É um filme onde há união com as três curtas-metragens, aspectos comuns que são, obviamente, negativos, geográficos, a cidade de Lisboa, o elenco. Também representa uma evolução no teu percurso, porque foi construída ao longo de muito tempo. Foi uma mudança relevante chegar a esta etapa e concluir uma longa metragem?
Foi um processo que acabou por ser natural no seguimento dos trabalhos anteriores, ou seja, o que me deu esta possibilidade foi, no fundo, ter mais meios de produção e mais tempo. Porque esse é um dos grandes luxos do cinema, comprar tempo, ter tempo, de facto, para preparar o filme na cidade. Isso para mim é muito importante.

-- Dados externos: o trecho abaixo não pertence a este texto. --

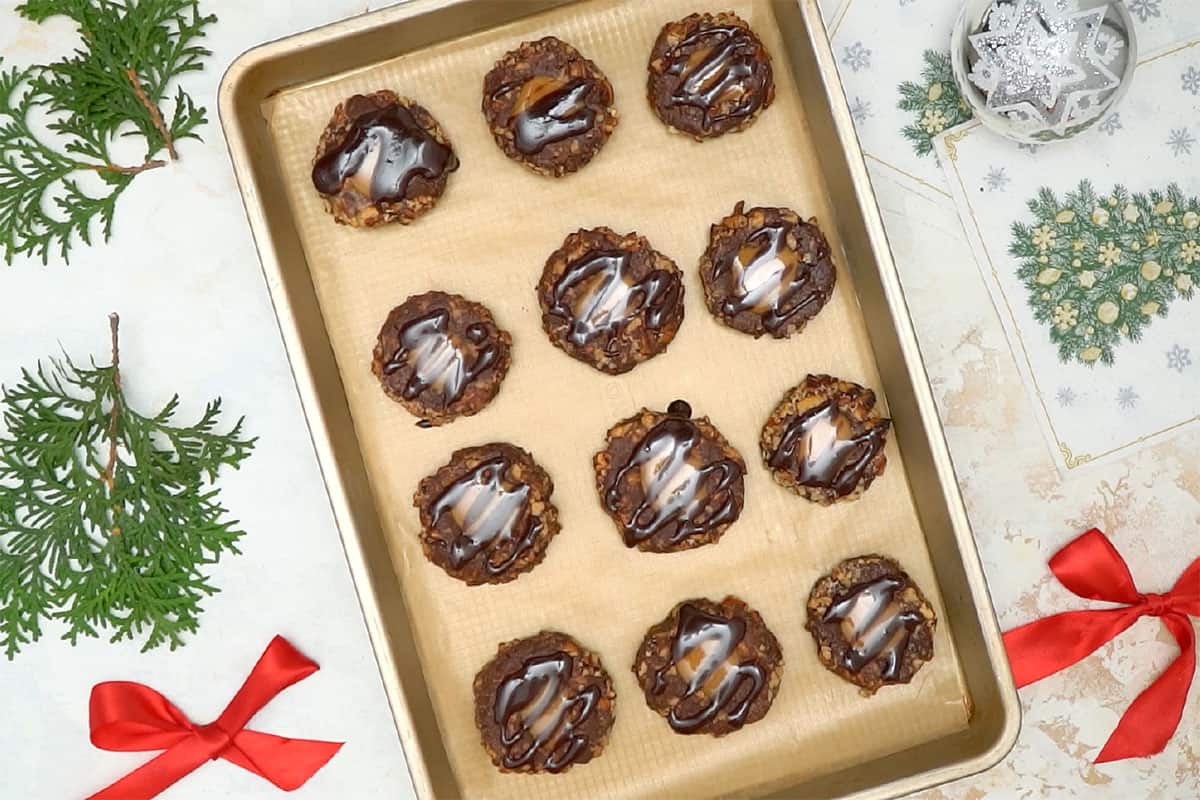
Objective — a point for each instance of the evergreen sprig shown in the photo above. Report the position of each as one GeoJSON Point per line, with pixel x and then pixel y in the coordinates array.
{"type": "Point", "coordinates": [114, 85]}
{"type": "Point", "coordinates": [1099, 269]}
{"type": "Point", "coordinates": [935, 100]}
{"type": "Point", "coordinates": [107, 517]}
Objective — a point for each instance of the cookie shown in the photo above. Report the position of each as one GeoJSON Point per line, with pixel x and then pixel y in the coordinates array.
{"type": "Point", "coordinates": [670, 482]}
{"type": "Point", "coordinates": [486, 516]}
{"type": "Point", "coordinates": [549, 107]}
{"type": "Point", "coordinates": [825, 440]}
{"type": "Point", "coordinates": [709, 74]}
{"type": "Point", "coordinates": [609, 300]}
{"type": "Point", "coordinates": [709, 667]}
{"type": "Point", "coordinates": [871, 624]}
{"type": "Point", "coordinates": [766, 271]}
{"type": "Point", "coordinates": [441, 356]}
{"type": "Point", "coordinates": [382, 158]}
{"type": "Point", "coordinates": [544, 704]}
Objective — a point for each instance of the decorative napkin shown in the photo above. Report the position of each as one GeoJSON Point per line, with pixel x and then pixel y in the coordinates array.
{"type": "Point", "coordinates": [1091, 251]}
{"type": "Point", "coordinates": [1143, 383]}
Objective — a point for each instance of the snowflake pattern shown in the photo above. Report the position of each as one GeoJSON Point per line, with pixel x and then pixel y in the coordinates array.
{"type": "Point", "coordinates": [1127, 398]}
{"type": "Point", "coordinates": [1145, 8]}
{"type": "Point", "coordinates": [1180, 142]}
{"type": "Point", "coordinates": [1192, 80]}
{"type": "Point", "coordinates": [996, 179]}
{"type": "Point", "coordinates": [857, 56]}
{"type": "Point", "coordinates": [861, 110]}
{"type": "Point", "coordinates": [1179, 359]}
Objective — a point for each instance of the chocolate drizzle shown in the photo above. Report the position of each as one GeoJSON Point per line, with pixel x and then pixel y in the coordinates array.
{"type": "Point", "coordinates": [874, 625]}
{"type": "Point", "coordinates": [725, 68]}
{"type": "Point", "coordinates": [597, 296]}
{"type": "Point", "coordinates": [533, 705]}
{"type": "Point", "coordinates": [702, 654]}
{"type": "Point", "coordinates": [549, 109]}
{"type": "Point", "coordinates": [826, 447]}
{"type": "Point", "coordinates": [438, 362]}
{"type": "Point", "coordinates": [382, 152]}
{"type": "Point", "coordinates": [676, 492]}
{"type": "Point", "coordinates": [771, 278]}
{"type": "Point", "coordinates": [489, 516]}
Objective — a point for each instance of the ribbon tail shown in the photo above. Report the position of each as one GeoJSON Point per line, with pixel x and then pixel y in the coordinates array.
{"type": "Point", "coordinates": [1048, 645]}
{"type": "Point", "coordinates": [160, 773]}
{"type": "Point", "coordinates": [287, 763]}
{"type": "Point", "coordinates": [1151, 720]}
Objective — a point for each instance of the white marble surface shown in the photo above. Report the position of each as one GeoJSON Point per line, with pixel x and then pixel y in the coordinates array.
{"type": "Point", "coordinates": [183, 271]}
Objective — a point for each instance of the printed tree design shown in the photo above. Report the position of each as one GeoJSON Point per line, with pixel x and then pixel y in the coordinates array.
{"type": "Point", "coordinates": [935, 100]}
{"type": "Point", "coordinates": [1101, 268]}
{"type": "Point", "coordinates": [109, 519]}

Por um lado, como dizias, é um filme que dá continuidade a uma certa geografia de Lisboa, uma cartografia sentimental ligada a certos lugares da minha cidade e construída depois a partir do encontro com as pessoas que vão interpretar as personagens, que na sua maioria não são atores, são pessoas encontradas na cidade, e de que forma essas pessoas trazem também a sua cidade para o filme.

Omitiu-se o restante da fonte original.